O Estado de S. Paulo
Mas os caciques enxergam a chance de ocupar
de vez o Executivo, pela via eleitoral
O parlamentarismo com dois
primeiros-ministros é o mais novo evento político “jabuticaba”, aquilo que só
existe no Brasil. Os presidentes das duas casas legislativas é que estão
lidando diretamente com dois assuntos de enorme e imediato impacto sobre o
bolso de todos e de ampla repercussão política: preços dos combustíveis e
tamanho dos impostos.
A taxa de sucesso até aqui é baixa. As duas
operações lidam com assuntos terrivelmente técnicos e complexos, afetados pelos
naturais conflitos de interesses entre os mais variados segmentos, e dependem
ainda do entendimento precário entre os entes da Federação, problemão por
último evidenciado na pandemia. Mas o fato político expressivo é que a agenda
política está nas mãos dos dois primeiros-ministros.
Sim, o ministro da Economia – sofrendo evidente desgaste político por conta de sua offshore – compareceu a reuniões com os dois primeiros-ministros que incluíam ainda representantes de municípios, Estados e Receita Federal. Pelo menos formalmente o Executivo estava lá, mas os presidentes da Câmara e do Senado deixaram bem claro ao público que são eles os condutores de todos os processos. São eles que se dirigem à população dizendo como e quando pretendem resolver os problemas.
O Executivo tem noção clara do que precisa
– arrumar um jeito de sustentar programas assistenciais que, fora o
indiscutível mérito de mitigar a miséria de milhões de pessoas, são também
ferramentas políticas no esforço de Jair Bolsonaro em se reeleger. Mas ainda
não disse exatamente como realizar esses programas, numa exibição espetacular
da dificuldade em estabelecer prioridades: é para resolver primeiro o Bolsa
Família ou o preço da gasolina?
Tudo está subordinado a esse eufemismo
chamado de “espaço fiscal”, que, por sua vez, é função direta de rearranjo de
impostos (para não falar em reforma ampla), propostas de emendas
constitucionais que tratem de pagamentos de dívidas (os tais precatórios) e
intrincadas negociações sobre o próximo orçamento. Os dois primeiros-ministros
perceberam que, no fundo, trata-se da velha questão do ovo ou a da galinha.

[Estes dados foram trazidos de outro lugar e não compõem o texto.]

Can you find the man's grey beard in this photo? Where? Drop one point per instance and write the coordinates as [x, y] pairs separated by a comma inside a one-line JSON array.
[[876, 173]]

Para escapar desse falso dilema, os dois
primeiros-ministros teriam de puxar um fio da meada, ou seja, proceder ao que o
Executivo mostrou-se incapaz de fazer: estabelecer claramente prioridades e
arranjar-se com as várias forças políticas e os vários interesses setoriais. É
a queixa recorrente de relatores de todo tipo de matéria demandando coordenação
e articulação dentro e fora do Legislativo: não entendem muito bem o que
pretende o Palácio do Planalto.
Neste ponto, o da agenda política, Arthur
Lira e Rodrigo Pacheco são atrapalhados não só por desentendimentos causados
por diferentes objetivos políticos pessoais. Ocorre que os dois
primeiros-ministros são, ao mesmo tempo, operadores e vítimas daquilo que o
sociólogo Bolívar Lamounier chama de sistema político do “pluricorporativismo”
(mascarado de pluripartidarismo), por meio do qual se propaga e se reforça a
capacidade “extrativa” das mais diversas corporações.

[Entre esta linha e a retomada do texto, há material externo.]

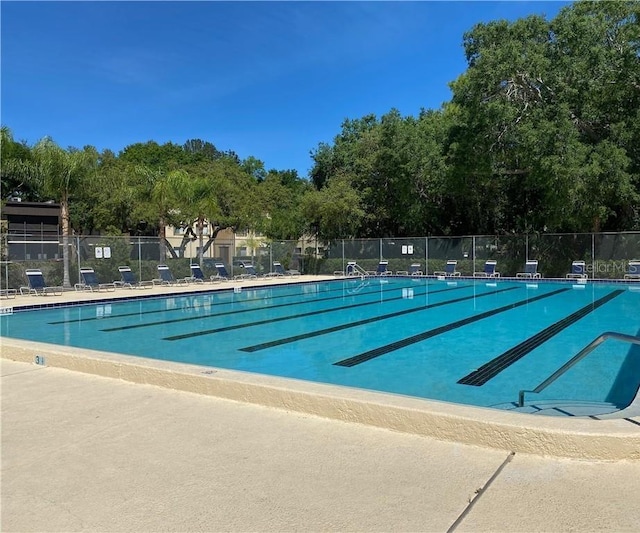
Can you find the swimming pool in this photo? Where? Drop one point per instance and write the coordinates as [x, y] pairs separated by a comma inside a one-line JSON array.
[[464, 341]]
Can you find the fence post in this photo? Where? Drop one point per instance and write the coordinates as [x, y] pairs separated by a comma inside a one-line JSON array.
[[593, 256], [426, 256]]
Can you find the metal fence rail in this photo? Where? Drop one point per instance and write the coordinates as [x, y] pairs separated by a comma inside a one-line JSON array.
[[606, 255]]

Podemos chamar isso também de “sistema do
Centrão”, que está claramente se consolidando na fusão gigante de DEM e PSL, e
na busca dentro dessas forças políticas da alternativa eleitoral ao embate
Bolsonaro-lula. A despeito do que possam dizer as pesquisas de opinião sobre o
momento, dando conta do amplo favoritismo eleitoral de Lula, na visão desses
operadores políticos a força e o sentido do eleitorado apontam para o que se
chamaria de tendência de “centro-direita” – daí a dificuldade em costurar
acordo com o PT.
Bolsonaro teve um pouco atrás a
possibilidade de “caminhar para o centro” e ser abraçado eleitoralmente pelo
Centrão. Essa oportunidade parece ter sido jogada fora por ele mesmo, que hoje
não sabe se receberá um tapinha nas costas pelo fato de ter aberto uma chance
inédita de consolidação do poder a esses caciques, agora enxergando a
possibilidade de tomar conta eles mesmos do Executivo, e pela via eleitoral.
Ou se receberá desses caciques um chute nos glúteos, dependendo das circunstâncias.